Literalism is the signature of uninspired engineering.
It’s what happens when your experience and vision is no match for the potency of a name and you find yourself one-shotted by tutorials and examples.
This is especially problematic in React, where vanishingly few examples of good code exist in the wild. Basically everything you’ve ever seen is bad. Everything AI models have seen is bad.
The Problem
Consider a scenario where you have an app that uses geofencing to determine whether certain features are available to the user. When the user leaves the geofence, certain features should be dismissed or disabled, and some backend state should be updated.
The likely code you or an LLM will generate will use some combination of polling, useState, useEffect+fetch or useMutation, and navigation state.
Congratulations. You’ve successfully created an emergent “random state factory”. Expect to deal with an endless stream of operations issues coming from frontend bugs emerging from non-deterministic behavior downstream of non-deterministic UI state.
This illustrates the chief “worst practice” of React: using UI state to drive business logic.
Think critically about this pattern.
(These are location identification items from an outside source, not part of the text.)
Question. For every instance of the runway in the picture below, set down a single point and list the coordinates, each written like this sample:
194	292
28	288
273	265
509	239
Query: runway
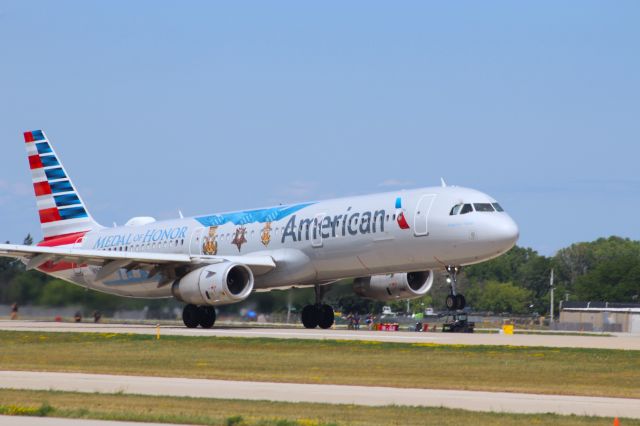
332	394
627	342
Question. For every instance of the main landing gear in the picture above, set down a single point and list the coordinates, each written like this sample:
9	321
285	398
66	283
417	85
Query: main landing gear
203	316
319	314
455	301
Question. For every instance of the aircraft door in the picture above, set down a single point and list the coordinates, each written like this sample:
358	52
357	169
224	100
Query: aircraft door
421	217
77	269
316	234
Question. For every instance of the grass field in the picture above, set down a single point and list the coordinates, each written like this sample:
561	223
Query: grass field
234	412
516	369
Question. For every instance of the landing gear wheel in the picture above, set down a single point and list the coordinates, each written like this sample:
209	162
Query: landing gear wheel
191	316
311	316
326	316
460	301
206	316
452	302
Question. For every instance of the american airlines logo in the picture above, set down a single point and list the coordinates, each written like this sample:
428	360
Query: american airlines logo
339	225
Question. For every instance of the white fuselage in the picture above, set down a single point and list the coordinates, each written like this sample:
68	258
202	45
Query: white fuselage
317	242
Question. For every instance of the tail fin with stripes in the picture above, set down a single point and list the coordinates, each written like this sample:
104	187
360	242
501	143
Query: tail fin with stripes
62	211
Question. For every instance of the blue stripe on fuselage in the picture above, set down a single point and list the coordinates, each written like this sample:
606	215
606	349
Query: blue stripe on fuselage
249	216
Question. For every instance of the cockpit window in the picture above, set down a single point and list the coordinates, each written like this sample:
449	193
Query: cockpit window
483	207
467	208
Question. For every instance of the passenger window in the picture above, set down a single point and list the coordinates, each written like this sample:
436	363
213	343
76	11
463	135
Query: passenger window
467	208
455	210
483	207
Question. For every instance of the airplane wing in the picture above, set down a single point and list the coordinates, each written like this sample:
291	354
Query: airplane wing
111	261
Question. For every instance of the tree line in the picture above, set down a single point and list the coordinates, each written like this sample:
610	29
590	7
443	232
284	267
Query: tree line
607	269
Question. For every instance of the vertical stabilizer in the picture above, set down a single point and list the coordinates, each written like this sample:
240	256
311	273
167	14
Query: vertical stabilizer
62	211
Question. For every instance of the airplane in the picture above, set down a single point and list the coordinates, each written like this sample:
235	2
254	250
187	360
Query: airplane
390	244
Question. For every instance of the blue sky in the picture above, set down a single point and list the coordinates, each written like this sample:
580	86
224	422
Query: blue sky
208	106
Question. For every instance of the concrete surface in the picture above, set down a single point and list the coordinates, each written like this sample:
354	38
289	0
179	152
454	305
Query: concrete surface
628	342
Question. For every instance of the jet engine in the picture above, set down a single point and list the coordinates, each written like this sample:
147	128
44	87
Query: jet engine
403	286
219	284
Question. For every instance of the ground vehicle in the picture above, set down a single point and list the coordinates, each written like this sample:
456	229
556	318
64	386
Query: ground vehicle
457	323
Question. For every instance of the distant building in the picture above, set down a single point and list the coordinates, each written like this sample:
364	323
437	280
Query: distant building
599	316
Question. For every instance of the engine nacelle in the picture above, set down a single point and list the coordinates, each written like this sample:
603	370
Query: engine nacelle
219	284
404	286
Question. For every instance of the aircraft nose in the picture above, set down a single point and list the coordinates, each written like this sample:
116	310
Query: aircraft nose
505	232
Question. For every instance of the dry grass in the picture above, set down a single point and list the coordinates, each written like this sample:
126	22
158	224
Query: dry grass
516	369
225	412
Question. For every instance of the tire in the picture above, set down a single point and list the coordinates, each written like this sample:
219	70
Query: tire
190	316
451	302
310	316
326	317
206	316
461	302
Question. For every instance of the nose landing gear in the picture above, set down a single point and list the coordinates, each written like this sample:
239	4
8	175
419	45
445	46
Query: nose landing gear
455	300
319	314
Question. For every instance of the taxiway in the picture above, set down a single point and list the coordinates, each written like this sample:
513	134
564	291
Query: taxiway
626	342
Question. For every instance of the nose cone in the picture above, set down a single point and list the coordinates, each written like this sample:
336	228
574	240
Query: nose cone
504	233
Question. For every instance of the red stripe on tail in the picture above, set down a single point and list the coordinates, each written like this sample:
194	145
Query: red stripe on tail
42	188
62	240
35	162
49	215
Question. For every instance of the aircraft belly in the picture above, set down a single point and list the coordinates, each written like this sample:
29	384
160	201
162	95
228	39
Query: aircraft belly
134	283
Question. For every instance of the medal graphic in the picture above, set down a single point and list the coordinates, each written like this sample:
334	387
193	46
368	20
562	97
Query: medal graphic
402	221
210	243
265	236
239	238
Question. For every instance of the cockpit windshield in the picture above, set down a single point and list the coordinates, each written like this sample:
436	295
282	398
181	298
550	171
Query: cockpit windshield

One of the core axioms of React is that UI should be a function of state:
UI = f(state)
But what you’ve actually built is a system where both your UI and your business logic are functions of your UI state:
[UI, state] = f(UI->state)
This inverts the entire model.
The Solution
Instead, use a state management layer to approximate a state machine representing your business logic.
Your app state at any time should be a member of a discrete set of valid states, which means state transitions should be deterministic.
Build stores that represent your business logic and state. Each store should have a reasonable set of state transition functions for its domain.
Your views should render UI representations of the state of domains they depend on, and should trigger state transition functions as appropriate.
What Good Looks Like
How do you make your app state discrete?
Express its type as a discriminated union.
For example, if you have a multi-step auth flow where you validate user credentials, obtain a JWT, and then have the user select a project and enter the project auth pin (which requires the JWT):
type AuthState =
// Initial
| {
type: "unauthenticated";
}
// User has entered correct credentials
| {
type: "credentials-validated";
jwt: string;
}
// User has selected a project and entered the project auth pin
| {
type: "project-authenticated";
jwt: string;
projectId: string;
};
Now, write a store that returns an authState
property of type AuthState
, and implement functions like validateCredentials
and authenticateProject
that transition the state to the next valid state.